In the first example, you have provided some floating point numbers for two polygons. What makes you think that they touch and do not overlap? How can you tell? In a generic case, you cannot say in absolute terms (without using tolerances) if two line segments overlap exactly or not. You can provide lines that have rounded coordinates, in which case an argument can be made for the same.

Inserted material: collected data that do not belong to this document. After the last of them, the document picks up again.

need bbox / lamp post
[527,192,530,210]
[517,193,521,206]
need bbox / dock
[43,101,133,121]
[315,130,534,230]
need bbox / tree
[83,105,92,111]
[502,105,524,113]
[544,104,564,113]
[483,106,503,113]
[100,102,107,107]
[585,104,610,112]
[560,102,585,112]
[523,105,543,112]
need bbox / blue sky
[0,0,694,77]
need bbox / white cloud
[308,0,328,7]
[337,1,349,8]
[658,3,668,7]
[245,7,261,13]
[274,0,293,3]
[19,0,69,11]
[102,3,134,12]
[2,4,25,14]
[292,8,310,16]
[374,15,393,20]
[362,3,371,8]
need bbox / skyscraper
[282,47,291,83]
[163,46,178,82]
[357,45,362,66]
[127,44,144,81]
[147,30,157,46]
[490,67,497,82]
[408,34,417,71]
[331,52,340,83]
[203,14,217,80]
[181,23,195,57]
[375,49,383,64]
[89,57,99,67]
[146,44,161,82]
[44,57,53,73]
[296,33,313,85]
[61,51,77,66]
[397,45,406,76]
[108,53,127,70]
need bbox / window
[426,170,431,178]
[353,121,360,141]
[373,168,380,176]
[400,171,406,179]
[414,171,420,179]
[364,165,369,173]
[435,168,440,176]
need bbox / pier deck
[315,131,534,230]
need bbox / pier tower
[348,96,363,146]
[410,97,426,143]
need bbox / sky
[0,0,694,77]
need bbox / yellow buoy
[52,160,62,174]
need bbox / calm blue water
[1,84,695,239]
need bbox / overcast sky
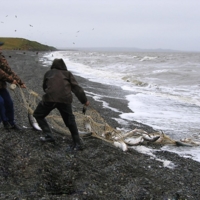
[1,0,200,51]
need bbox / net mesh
[11,85,200,148]
[16,86,120,142]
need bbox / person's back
[42,58,87,104]
[43,68,73,103]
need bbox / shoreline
[1,50,200,199]
[74,74,156,132]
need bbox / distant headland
[0,37,57,51]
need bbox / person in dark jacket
[33,58,89,150]
[0,41,26,130]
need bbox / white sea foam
[131,145,176,169]
[86,91,122,113]
[140,56,157,61]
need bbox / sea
[39,49,200,164]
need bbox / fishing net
[13,85,120,143]
[11,85,200,149]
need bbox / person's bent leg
[33,101,55,140]
[2,89,14,125]
[0,93,9,129]
[0,93,8,122]
[57,103,84,150]
[0,89,23,131]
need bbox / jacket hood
[51,58,67,70]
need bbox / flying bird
[15,15,17,18]
[29,24,33,27]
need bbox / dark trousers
[33,101,81,145]
[0,88,15,125]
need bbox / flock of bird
[1,15,34,33]
[1,14,95,46]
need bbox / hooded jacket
[42,58,87,104]
[0,53,24,89]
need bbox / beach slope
[0,50,200,199]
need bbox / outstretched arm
[69,72,88,104]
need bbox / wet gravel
[0,50,200,200]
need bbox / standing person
[33,58,89,150]
[0,41,26,130]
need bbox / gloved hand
[82,105,87,115]
[82,101,89,115]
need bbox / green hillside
[0,37,57,51]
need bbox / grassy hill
[0,37,57,51]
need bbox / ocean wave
[122,76,148,87]
[140,56,157,61]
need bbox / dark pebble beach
[0,50,200,200]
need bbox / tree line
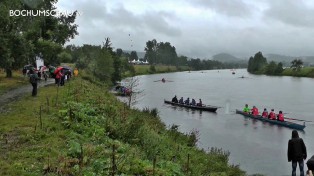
[247,51,304,75]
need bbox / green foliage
[57,51,73,63]
[290,59,303,72]
[149,65,156,73]
[247,51,267,73]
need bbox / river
[123,69,314,176]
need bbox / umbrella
[23,64,34,70]
[54,66,63,74]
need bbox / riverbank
[282,67,314,78]
[0,76,245,175]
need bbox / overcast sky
[56,0,314,59]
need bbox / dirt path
[0,78,55,113]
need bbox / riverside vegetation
[0,76,245,175]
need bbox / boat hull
[164,100,217,112]
[236,109,305,130]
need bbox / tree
[290,59,303,72]
[275,62,284,74]
[265,61,277,75]
[91,47,113,83]
[156,42,177,65]
[130,51,138,61]
[116,48,123,57]
[57,51,72,63]
[144,39,158,64]
[247,52,267,73]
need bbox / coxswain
[268,109,276,120]
[161,78,165,82]
[172,95,178,103]
[277,111,284,122]
[243,104,250,113]
[261,108,268,118]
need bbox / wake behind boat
[236,109,306,130]
[164,100,218,112]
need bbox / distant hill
[265,54,314,66]
[212,53,241,63]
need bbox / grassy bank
[282,67,314,77]
[0,77,245,175]
[134,65,190,75]
[0,70,29,96]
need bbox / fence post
[39,105,43,129]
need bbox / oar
[284,117,313,123]
[203,104,222,108]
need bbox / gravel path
[0,78,55,113]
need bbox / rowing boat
[236,109,306,130]
[164,100,218,112]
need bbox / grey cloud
[188,0,253,17]
[264,0,314,27]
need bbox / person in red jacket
[251,106,259,116]
[277,111,285,122]
[261,108,268,118]
[268,109,276,120]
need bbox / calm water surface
[125,69,314,176]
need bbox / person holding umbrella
[54,66,63,86]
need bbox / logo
[9,10,82,17]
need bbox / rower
[243,104,250,113]
[251,106,259,116]
[262,108,268,118]
[184,97,190,105]
[172,95,178,103]
[268,109,276,120]
[197,99,202,106]
[179,97,184,104]
[277,111,284,122]
[191,98,196,106]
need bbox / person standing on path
[288,130,307,176]
[29,69,41,96]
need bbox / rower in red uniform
[268,109,276,120]
[277,111,284,122]
[261,108,268,118]
[251,106,259,116]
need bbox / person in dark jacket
[288,130,307,176]
[29,69,41,96]
[172,95,178,103]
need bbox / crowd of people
[242,104,285,122]
[171,95,203,106]
[26,65,79,96]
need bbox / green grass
[0,69,29,96]
[0,77,245,175]
[282,67,314,77]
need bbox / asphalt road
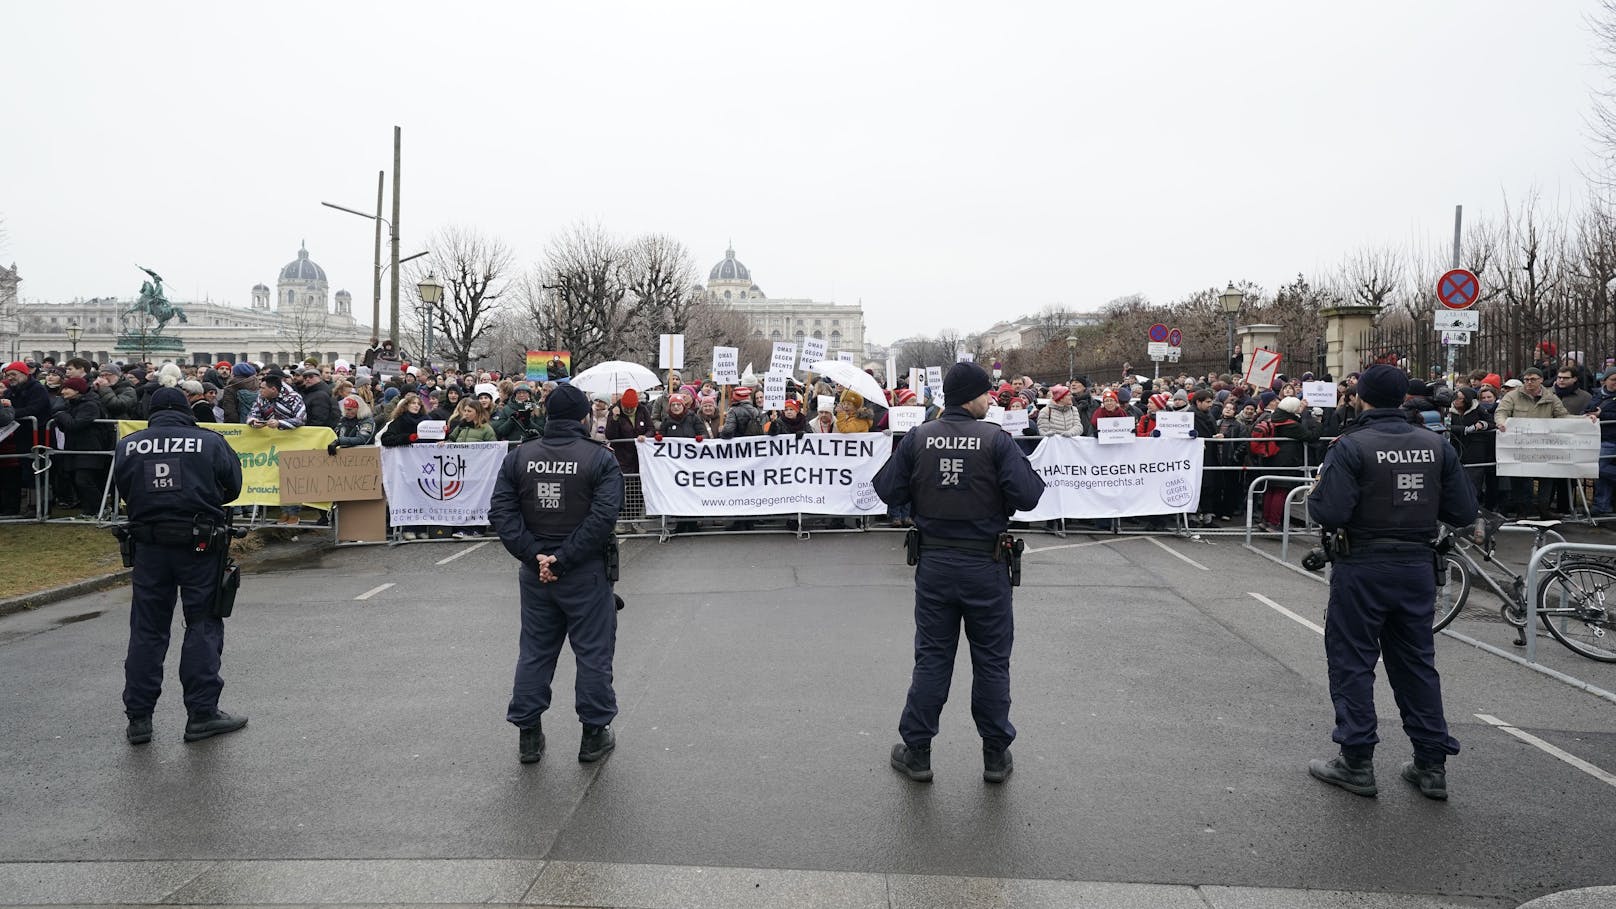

Use of floating-point numbers is a form of discretization of the real number space. This causes inconsistent results when using different algorithms or methods to compute the same result. For example, consider an intersection of three lines in 2D space such that they are supposed to intersect at the same point. Now compute the intersection point, independently, three times using a different pair of lines each time. You are likely to get similar but unequal answers each time.

I haven't used RGeo, but is there a way to adjust tolerances when computing intersection geometries? Try reducing the tolerance value (make that threshold smaller). This will allow the function to compute the geometry without merging points that are too close to each other.